Keith thought it was the pattern of abuse he experienced at the hands of a family member that set him up for trouble sleeping:
I experienced severe childhood abuse—physical, emotional, and sexual abuse. It started when I was young and continued a long, long time. It happened early in the morning. When I wake up early now, and I often do, there’s frustration that I’m not able to sleep because I’m vigilant, I’m unable to relax. I’m pretty sure the childhood abuse is the source of my sleep difficulties.
What the Research Shows
Adverse childhood experiences (ACEs) increase people’s susceptibility to health problems later in life. The relationship between ACEs and mental illness, substance abuse, and heart disease is well documented. A recent literature review conducted by Harvard researchers shows that children who experience trauma are also more vulnerable to sleep disorders as adults.

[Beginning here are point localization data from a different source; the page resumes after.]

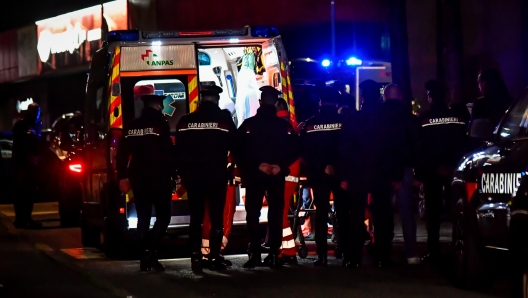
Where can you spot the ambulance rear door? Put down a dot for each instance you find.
(277, 68)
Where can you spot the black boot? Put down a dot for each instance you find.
(255, 258)
(215, 244)
(290, 260)
(149, 261)
(225, 261)
(196, 262)
(274, 261)
(321, 261)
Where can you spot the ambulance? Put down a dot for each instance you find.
(176, 64)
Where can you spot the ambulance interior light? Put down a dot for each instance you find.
(123, 35)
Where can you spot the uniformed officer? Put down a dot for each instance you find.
(146, 142)
(443, 139)
(266, 146)
(288, 249)
(25, 143)
(203, 140)
(320, 151)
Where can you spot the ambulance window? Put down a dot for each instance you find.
(175, 103)
(515, 124)
(240, 72)
(203, 59)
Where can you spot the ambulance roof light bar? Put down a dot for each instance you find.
(123, 35)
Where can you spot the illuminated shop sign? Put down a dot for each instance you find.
(23, 105)
(78, 34)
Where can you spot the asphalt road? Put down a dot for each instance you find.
(52, 262)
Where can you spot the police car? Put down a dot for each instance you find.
(175, 64)
(490, 196)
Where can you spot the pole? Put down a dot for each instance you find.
(332, 22)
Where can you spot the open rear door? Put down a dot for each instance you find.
(278, 68)
(169, 70)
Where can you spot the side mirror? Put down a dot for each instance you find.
(481, 129)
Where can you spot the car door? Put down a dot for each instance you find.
(501, 167)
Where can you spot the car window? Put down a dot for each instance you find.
(515, 124)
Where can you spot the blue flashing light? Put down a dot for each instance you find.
(264, 31)
(123, 35)
(354, 61)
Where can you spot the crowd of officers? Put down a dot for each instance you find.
(360, 158)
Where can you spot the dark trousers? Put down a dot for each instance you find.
(26, 192)
(322, 188)
(358, 196)
(434, 194)
(273, 186)
(212, 190)
(383, 218)
(147, 195)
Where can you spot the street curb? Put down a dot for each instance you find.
(62, 259)
(7, 229)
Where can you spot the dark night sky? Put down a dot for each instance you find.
(20, 13)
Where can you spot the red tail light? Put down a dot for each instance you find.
(77, 167)
(115, 138)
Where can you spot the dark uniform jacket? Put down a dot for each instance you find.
(353, 149)
(319, 142)
(203, 140)
(146, 142)
(25, 142)
(443, 139)
(264, 138)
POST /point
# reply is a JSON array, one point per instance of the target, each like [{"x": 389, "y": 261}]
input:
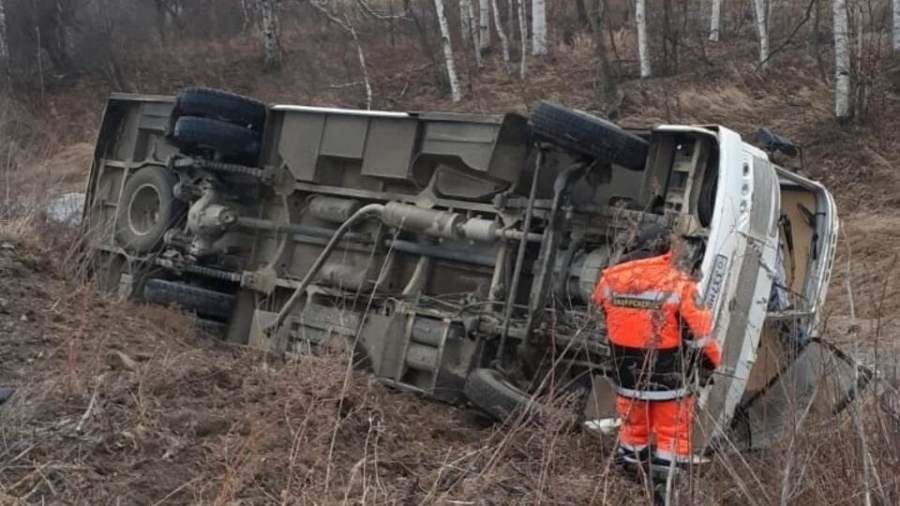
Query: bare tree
[
  {"x": 4, "y": 44},
  {"x": 538, "y": 27},
  {"x": 896, "y": 24},
  {"x": 841, "y": 61},
  {"x": 448, "y": 51},
  {"x": 345, "y": 25},
  {"x": 640, "y": 19},
  {"x": 762, "y": 29},
  {"x": 470, "y": 17},
  {"x": 609, "y": 86},
  {"x": 484, "y": 24},
  {"x": 715, "y": 20},
  {"x": 269, "y": 26},
  {"x": 501, "y": 34},
  {"x": 523, "y": 33},
  {"x": 465, "y": 21}
]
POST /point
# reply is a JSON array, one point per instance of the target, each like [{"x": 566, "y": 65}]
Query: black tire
[
  {"x": 234, "y": 143},
  {"x": 491, "y": 392},
  {"x": 222, "y": 106},
  {"x": 205, "y": 302},
  {"x": 147, "y": 209},
  {"x": 588, "y": 135}
]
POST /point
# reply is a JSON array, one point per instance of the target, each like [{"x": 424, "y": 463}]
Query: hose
[{"x": 363, "y": 212}]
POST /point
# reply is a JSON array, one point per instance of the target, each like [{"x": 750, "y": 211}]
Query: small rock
[{"x": 119, "y": 360}]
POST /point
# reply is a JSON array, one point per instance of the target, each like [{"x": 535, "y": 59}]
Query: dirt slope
[{"x": 118, "y": 403}]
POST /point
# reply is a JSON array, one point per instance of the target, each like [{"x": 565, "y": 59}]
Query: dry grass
[{"x": 191, "y": 420}]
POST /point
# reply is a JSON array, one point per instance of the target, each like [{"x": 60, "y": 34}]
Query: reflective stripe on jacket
[{"x": 647, "y": 302}]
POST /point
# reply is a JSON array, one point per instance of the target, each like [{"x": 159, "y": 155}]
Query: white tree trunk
[
  {"x": 448, "y": 51},
  {"x": 476, "y": 44},
  {"x": 896, "y": 25},
  {"x": 762, "y": 29},
  {"x": 4, "y": 44},
  {"x": 269, "y": 22},
  {"x": 841, "y": 61},
  {"x": 640, "y": 19},
  {"x": 538, "y": 27},
  {"x": 523, "y": 32},
  {"x": 484, "y": 24},
  {"x": 501, "y": 34},
  {"x": 465, "y": 22},
  {"x": 715, "y": 20}
]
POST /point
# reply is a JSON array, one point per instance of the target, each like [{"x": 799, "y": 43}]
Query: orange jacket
[{"x": 646, "y": 302}]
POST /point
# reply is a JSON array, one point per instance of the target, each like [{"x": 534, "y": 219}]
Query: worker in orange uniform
[{"x": 648, "y": 304}]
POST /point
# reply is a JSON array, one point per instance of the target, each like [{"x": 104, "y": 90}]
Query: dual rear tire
[{"x": 218, "y": 124}]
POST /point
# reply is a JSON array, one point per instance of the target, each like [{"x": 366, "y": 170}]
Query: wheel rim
[{"x": 144, "y": 210}]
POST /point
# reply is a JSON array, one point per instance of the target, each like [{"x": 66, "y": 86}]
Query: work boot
[{"x": 634, "y": 465}]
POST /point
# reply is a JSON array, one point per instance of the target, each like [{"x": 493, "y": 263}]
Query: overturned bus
[{"x": 455, "y": 255}]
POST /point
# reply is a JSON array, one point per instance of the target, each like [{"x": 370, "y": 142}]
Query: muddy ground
[{"x": 118, "y": 403}]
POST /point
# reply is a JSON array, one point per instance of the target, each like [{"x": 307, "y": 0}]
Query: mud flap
[
  {"x": 819, "y": 383},
  {"x": 602, "y": 401}
]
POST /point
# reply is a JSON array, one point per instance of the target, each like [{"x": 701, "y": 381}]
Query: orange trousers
[{"x": 669, "y": 422}]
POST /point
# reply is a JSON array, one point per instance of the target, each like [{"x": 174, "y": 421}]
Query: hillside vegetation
[{"x": 128, "y": 404}]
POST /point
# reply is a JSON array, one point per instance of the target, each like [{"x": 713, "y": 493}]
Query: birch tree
[
  {"x": 640, "y": 19},
  {"x": 4, "y": 44},
  {"x": 476, "y": 44},
  {"x": 523, "y": 32},
  {"x": 538, "y": 27},
  {"x": 609, "y": 87},
  {"x": 841, "y": 61},
  {"x": 484, "y": 24},
  {"x": 896, "y": 24},
  {"x": 269, "y": 25},
  {"x": 762, "y": 29},
  {"x": 715, "y": 20},
  {"x": 465, "y": 21},
  {"x": 448, "y": 51},
  {"x": 501, "y": 34}
]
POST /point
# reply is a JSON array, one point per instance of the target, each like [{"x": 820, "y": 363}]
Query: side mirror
[{"x": 770, "y": 141}]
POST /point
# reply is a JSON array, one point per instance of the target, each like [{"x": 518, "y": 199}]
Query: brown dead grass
[{"x": 196, "y": 421}]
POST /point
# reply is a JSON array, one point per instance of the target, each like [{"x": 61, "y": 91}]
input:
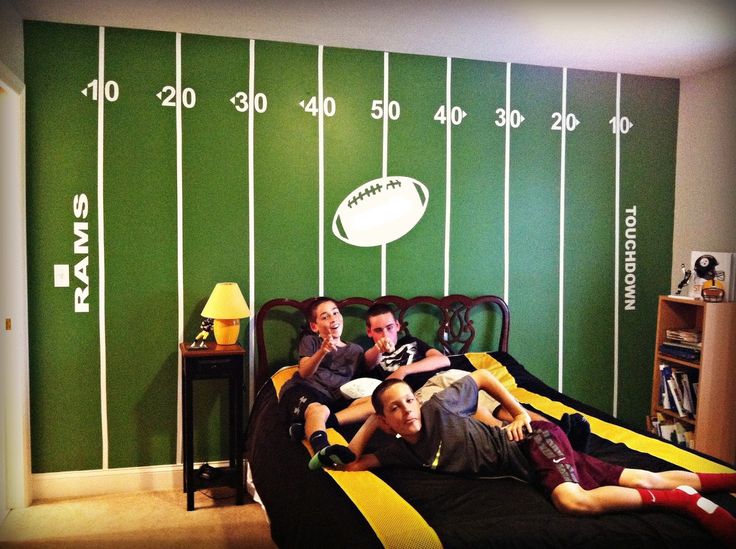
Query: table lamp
[{"x": 226, "y": 306}]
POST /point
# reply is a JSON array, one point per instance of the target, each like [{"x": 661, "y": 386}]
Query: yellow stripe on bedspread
[
  {"x": 395, "y": 522},
  {"x": 609, "y": 431}
]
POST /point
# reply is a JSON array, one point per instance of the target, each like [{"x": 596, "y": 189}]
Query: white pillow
[{"x": 360, "y": 387}]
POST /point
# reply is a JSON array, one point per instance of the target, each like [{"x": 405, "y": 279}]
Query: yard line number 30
[{"x": 379, "y": 108}]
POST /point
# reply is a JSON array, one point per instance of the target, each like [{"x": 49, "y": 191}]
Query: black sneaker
[{"x": 296, "y": 432}]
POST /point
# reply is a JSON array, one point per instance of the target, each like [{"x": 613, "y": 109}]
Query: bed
[{"x": 410, "y": 508}]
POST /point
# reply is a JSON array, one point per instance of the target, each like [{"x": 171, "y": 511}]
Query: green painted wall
[{"x": 525, "y": 201}]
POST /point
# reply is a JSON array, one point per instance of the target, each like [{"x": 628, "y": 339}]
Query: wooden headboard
[{"x": 455, "y": 329}]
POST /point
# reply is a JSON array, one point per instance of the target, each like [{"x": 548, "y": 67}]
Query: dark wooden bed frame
[{"x": 463, "y": 511}]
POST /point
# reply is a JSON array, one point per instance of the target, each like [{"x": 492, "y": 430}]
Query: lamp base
[{"x": 227, "y": 331}]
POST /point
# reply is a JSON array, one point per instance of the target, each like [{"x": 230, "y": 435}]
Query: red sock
[
  {"x": 685, "y": 499},
  {"x": 717, "y": 482}
]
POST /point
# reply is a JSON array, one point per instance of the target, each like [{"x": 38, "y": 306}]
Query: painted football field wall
[{"x": 160, "y": 164}]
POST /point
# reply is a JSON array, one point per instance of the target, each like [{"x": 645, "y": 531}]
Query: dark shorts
[
  {"x": 295, "y": 400},
  {"x": 555, "y": 462}
]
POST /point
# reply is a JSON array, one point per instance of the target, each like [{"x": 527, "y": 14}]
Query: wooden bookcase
[{"x": 713, "y": 424}]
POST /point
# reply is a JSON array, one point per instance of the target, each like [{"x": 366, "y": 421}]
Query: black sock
[
  {"x": 335, "y": 454},
  {"x": 577, "y": 429},
  {"x": 318, "y": 440},
  {"x": 332, "y": 421}
]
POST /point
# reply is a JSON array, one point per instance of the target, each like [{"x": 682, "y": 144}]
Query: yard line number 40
[{"x": 379, "y": 108}]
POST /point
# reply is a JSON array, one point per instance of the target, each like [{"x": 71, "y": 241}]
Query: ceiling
[{"x": 670, "y": 38}]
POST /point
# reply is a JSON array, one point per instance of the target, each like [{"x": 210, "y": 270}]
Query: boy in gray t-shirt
[{"x": 441, "y": 436}]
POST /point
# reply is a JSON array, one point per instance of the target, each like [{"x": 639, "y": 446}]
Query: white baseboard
[{"x": 70, "y": 484}]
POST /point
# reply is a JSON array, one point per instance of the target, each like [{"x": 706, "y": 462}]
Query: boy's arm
[
  {"x": 488, "y": 382},
  {"x": 434, "y": 360},
  {"x": 374, "y": 354},
  {"x": 309, "y": 364}
]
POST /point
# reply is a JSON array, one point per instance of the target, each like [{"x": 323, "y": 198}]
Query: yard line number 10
[{"x": 379, "y": 108}]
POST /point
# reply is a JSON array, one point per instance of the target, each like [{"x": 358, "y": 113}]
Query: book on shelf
[
  {"x": 684, "y": 335},
  {"x": 671, "y": 430},
  {"x": 683, "y": 345},
  {"x": 678, "y": 390},
  {"x": 683, "y": 353},
  {"x": 676, "y": 395}
]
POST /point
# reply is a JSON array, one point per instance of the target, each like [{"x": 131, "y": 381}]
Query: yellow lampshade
[{"x": 226, "y": 306}]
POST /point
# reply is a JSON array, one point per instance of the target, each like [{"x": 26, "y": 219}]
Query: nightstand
[{"x": 224, "y": 362}]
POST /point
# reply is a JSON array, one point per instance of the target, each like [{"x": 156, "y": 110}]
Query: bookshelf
[{"x": 708, "y": 366}]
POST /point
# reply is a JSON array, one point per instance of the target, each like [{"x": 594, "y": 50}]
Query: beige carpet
[{"x": 139, "y": 519}]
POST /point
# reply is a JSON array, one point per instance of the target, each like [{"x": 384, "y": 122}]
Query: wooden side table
[{"x": 217, "y": 361}]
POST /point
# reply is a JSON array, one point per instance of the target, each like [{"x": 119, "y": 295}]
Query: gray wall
[{"x": 705, "y": 194}]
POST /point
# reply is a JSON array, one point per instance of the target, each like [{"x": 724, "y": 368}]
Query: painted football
[{"x": 380, "y": 211}]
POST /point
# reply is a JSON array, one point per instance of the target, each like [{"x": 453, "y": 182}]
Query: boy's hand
[
  {"x": 515, "y": 429},
  {"x": 385, "y": 345},
  {"x": 328, "y": 345}
]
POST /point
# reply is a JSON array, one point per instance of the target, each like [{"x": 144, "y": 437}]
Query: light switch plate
[{"x": 61, "y": 276}]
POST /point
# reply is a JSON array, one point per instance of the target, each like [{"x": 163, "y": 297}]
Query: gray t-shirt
[
  {"x": 337, "y": 367},
  {"x": 453, "y": 442}
]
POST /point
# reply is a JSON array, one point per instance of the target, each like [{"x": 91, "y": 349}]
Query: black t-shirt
[
  {"x": 337, "y": 367},
  {"x": 451, "y": 441},
  {"x": 408, "y": 350}
]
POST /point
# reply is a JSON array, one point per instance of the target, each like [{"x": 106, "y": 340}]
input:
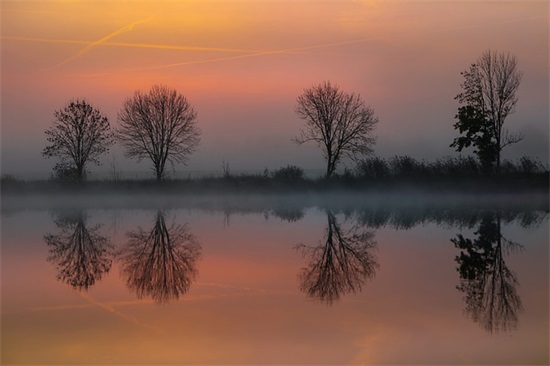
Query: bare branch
[
  {"x": 160, "y": 126},
  {"x": 339, "y": 123}
]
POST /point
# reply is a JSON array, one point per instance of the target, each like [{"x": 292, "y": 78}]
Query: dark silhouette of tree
[
  {"x": 81, "y": 254},
  {"x": 489, "y": 286},
  {"x": 288, "y": 213},
  {"x": 160, "y": 263},
  {"x": 487, "y": 99},
  {"x": 340, "y": 123},
  {"x": 340, "y": 264},
  {"x": 80, "y": 135},
  {"x": 160, "y": 126}
]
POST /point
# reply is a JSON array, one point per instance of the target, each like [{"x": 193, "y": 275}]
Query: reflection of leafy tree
[
  {"x": 160, "y": 263},
  {"x": 490, "y": 287},
  {"x": 340, "y": 265},
  {"x": 81, "y": 254}
]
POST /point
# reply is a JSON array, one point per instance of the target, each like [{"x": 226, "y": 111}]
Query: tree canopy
[
  {"x": 488, "y": 97},
  {"x": 80, "y": 135},
  {"x": 160, "y": 125},
  {"x": 339, "y": 122}
]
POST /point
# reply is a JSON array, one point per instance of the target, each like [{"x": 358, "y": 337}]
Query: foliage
[
  {"x": 488, "y": 98},
  {"x": 160, "y": 126},
  {"x": 404, "y": 167},
  {"x": 489, "y": 286},
  {"x": 339, "y": 123},
  {"x": 80, "y": 135}
]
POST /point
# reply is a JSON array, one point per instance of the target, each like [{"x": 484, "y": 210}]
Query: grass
[{"x": 400, "y": 173}]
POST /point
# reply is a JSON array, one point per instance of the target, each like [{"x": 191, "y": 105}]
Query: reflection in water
[
  {"x": 340, "y": 265},
  {"x": 160, "y": 263},
  {"x": 490, "y": 287},
  {"x": 81, "y": 254}
]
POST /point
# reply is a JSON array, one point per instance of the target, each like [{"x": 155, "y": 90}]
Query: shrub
[{"x": 290, "y": 173}]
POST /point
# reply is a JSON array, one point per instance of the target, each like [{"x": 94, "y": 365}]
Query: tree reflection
[
  {"x": 340, "y": 264},
  {"x": 160, "y": 263},
  {"x": 82, "y": 256},
  {"x": 489, "y": 286}
]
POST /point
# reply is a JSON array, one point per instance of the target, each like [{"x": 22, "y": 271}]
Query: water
[{"x": 275, "y": 282}]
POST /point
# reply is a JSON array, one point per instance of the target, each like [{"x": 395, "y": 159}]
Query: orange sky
[{"x": 242, "y": 65}]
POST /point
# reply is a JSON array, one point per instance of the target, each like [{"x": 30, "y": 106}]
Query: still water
[{"x": 260, "y": 283}]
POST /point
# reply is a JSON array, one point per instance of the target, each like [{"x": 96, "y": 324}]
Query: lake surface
[{"x": 277, "y": 281}]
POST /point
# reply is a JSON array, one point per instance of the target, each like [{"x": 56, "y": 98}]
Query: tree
[
  {"x": 489, "y": 286},
  {"x": 160, "y": 263},
  {"x": 339, "y": 265},
  {"x": 340, "y": 123},
  {"x": 80, "y": 135},
  {"x": 160, "y": 126},
  {"x": 81, "y": 254},
  {"x": 487, "y": 99}
]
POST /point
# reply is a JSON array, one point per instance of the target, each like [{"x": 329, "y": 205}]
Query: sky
[{"x": 242, "y": 64}]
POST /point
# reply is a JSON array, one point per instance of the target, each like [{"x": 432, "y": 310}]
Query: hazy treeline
[{"x": 397, "y": 173}]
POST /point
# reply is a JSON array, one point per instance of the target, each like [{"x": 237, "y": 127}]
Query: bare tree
[
  {"x": 489, "y": 286},
  {"x": 160, "y": 263},
  {"x": 340, "y": 264},
  {"x": 488, "y": 98},
  {"x": 160, "y": 126},
  {"x": 81, "y": 254},
  {"x": 340, "y": 123},
  {"x": 80, "y": 134}
]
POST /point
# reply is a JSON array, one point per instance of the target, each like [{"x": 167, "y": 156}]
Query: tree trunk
[{"x": 80, "y": 173}]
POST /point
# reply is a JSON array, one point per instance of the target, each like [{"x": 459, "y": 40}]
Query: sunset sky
[{"x": 242, "y": 65}]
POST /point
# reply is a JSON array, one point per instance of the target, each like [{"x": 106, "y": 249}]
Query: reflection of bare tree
[
  {"x": 81, "y": 254},
  {"x": 160, "y": 263},
  {"x": 490, "y": 287},
  {"x": 340, "y": 265}
]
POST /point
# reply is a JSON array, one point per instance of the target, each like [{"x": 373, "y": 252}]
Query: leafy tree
[
  {"x": 160, "y": 126},
  {"x": 340, "y": 123},
  {"x": 80, "y": 135},
  {"x": 487, "y": 99},
  {"x": 489, "y": 286}
]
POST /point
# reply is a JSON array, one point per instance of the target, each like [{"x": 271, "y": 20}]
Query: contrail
[
  {"x": 87, "y": 49},
  {"x": 323, "y": 45},
  {"x": 131, "y": 45}
]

In a majority of studies documenting this relationship, sleep problems were assessed subjectively, by the patients or participants themselves:
- In a retrospective study of data collected from 17,337 HMO members, trouble falling and staying asleep was significantly associated with several types of childhood trauma: (1) physical abuse, (2) sexual abuse, (3) emotional abuse, (4) witnessing domestic violence, (5) household substance abuse, (6) household mental illness, (7)parental separation or divorce, and (8) household member imprisonment.
- In a subsequent study, the authors found these same ACEs to be associated with frequent insufficient sleep.
- In a longitudinal study, children who experienced family conflict between the ages of 7 and 15 were more likely to report insomnia at age 18.
- Among women overall, there was a strong association between childhood sexual abuse and sleep disturbances reported in adulthood.
In two studies, sleep problems were assessed objectively using a wristwatch-type device:
- Among 39 insomnia patients, a history of abuse and neglect explained a moderate amount of variance in sleep onset latency (39%), sleep efficiency (37%), number of body movements (40%) and moving time in bed (36%).
- Among 48 psychiatric outpatients, childhood stress load was a correlate of total sleep time, sleep latency, sleep efficiency, and number of body movements.
Finally, the more traumatic childhood events people reported, the poorer was their quality of sleep:
- People who experienced 1 to 2 ACEs were twice as likely to report poor sleep quality as people with no ACEs. People who experienced 3 to 6 ACEs were 3.5 times as likely to experience poor quality sleep as people with no ACEs.
- As the number of ACEs went up, so did the prevalence of insufficient sleep.
Clearly adverse childhood experiences make it more likely that people will develop chronic insomnia or insomnia symptoms in adulthood. I did not experience familial abuse or neglect. I’m guessing, though, that the bullying I experienced one year at school increased my susceptibility to insomnia . . . but that’s a topic for another blog post.
How about you? Do you think there’s a link between your trouble sleeping and adversity you experienced in your youth?